Understand The Key Elements Of Estate Planning.
Many people think that estate planning begins and ends with the writing of a Will. And even then only about a third of all Americans have Wills in place. Drafting a Will is an important first step in estate planning, but the process involves much more, such as financial, tax, medical and business planning. With proper estate planning, you can determine how your assets will be handled before and after your death, who will make medical decisions for you and how minor children and other family members will be cared for. In addition to a Will, good estate planning involves doing some of all of the following things.

Consider a trust.


Placing your property in a living trust will help your family avoid probate, a sometimes long and costly court-supervised process for transferring assets to beneficiaries. The person who you have named as the successor trustee transfers ownership, allowing for a faster resolution and avoiding court fees.

Write a Living Will and name a Health Care Proxy.
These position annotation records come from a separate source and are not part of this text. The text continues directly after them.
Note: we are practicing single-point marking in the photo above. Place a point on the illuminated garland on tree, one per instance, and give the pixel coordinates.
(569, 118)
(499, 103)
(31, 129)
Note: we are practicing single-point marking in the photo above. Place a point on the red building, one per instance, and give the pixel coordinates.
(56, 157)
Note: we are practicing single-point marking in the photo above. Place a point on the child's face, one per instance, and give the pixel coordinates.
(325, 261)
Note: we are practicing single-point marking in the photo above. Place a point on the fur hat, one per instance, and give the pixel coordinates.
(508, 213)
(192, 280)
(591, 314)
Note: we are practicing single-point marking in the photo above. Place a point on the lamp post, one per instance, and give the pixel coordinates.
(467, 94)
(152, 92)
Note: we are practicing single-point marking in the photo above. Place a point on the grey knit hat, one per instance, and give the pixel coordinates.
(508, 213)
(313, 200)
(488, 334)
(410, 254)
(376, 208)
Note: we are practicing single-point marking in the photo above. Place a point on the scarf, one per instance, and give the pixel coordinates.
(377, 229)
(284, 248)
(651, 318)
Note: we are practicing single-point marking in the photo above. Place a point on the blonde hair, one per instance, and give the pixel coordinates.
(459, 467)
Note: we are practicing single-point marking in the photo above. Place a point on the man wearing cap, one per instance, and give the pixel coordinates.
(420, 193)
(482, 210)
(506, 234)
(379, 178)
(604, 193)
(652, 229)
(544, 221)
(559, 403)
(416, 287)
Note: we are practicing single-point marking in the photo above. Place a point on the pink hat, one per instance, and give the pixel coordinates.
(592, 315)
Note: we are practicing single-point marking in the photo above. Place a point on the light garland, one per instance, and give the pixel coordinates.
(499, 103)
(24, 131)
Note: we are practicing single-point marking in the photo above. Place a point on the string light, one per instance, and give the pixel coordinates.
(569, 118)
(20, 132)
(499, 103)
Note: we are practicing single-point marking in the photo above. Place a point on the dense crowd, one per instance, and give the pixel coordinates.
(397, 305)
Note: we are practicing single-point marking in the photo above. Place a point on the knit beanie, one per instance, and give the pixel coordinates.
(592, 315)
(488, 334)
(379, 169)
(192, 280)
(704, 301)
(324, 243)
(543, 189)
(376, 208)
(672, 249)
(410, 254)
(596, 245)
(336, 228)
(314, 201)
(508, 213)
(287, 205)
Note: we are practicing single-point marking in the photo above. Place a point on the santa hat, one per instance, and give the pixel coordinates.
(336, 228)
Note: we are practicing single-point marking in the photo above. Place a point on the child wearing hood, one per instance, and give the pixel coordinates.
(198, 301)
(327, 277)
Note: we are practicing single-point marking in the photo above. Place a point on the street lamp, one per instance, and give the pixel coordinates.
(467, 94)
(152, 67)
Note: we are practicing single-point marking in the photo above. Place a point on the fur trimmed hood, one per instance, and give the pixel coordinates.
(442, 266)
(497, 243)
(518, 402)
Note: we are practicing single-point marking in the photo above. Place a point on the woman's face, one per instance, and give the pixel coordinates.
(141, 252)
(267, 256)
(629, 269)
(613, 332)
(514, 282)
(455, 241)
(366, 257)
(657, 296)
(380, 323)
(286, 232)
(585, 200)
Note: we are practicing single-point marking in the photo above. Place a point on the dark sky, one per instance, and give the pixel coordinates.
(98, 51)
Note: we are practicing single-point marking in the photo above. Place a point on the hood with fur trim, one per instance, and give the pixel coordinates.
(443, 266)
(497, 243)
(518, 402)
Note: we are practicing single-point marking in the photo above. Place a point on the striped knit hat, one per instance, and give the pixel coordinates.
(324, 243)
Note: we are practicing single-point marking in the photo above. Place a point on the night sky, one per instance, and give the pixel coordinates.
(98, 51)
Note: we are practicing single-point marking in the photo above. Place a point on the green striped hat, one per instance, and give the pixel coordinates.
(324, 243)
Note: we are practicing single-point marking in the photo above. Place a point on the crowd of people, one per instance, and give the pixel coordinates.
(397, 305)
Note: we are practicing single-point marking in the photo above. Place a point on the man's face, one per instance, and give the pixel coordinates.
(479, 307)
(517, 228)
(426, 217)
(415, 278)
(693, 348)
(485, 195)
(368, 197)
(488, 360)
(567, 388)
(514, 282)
Without a living will, your wishes as to what health care decisions are made should you be incapacitated may not be followed. You can avoid this by working with a lawyer to draft a strong healthcare proxy. A healthcare proxy designates who will be making decisions on your behalf when you are unable to make them for yourself.

Name Beneficiaries.

Any bank accounts or retirement plans you have should have beneficiaries named to them. Naming beneficiaries makes the account automatically payable on death to your beneficiary, again allowing your family to skip the probate process. In most states, you can also register your stocks, bonds, or brokerage accounts to transfer to your beneficiary.

Make a Durable Power of Attorney.

By naming an agent, or attorney-in-fact, you will ensure that someone you trust will handle your financial affairs should you become unable to do so. An attorney-in-fact can be named to serve for a specific amount of time or until the power is revoked. Remember, this arrangement is not set in stone. You have the power to revoke the authority of your agent at any time should circumstances change.

Protect your children and their property.

It is important that you name both guardians and successor guardians for your children. This way should something happen to one guardian there is a clear plan for establishing who will care for your children. Also, you should name an individual who will manage any money and property your minor children may inherit from you. This may be the same person as your guardian or someone else.

Make final arrangements.

Inform a trusted individual as to how you would like loved ones to be notified of your death and what your wishes are with regards to your funeral arrangements. Make sure that you have planned for the cost of these arrangements to avoid putting unnecessary stress on your family.

Make arrangements for your business.

Depending on your particular situation, you should either have a succession plan, buyout agreement or sales arrangement for any businesses you may own. This will ensure that your business and its assets are transferred or liquefied in a manner that follows your wishes.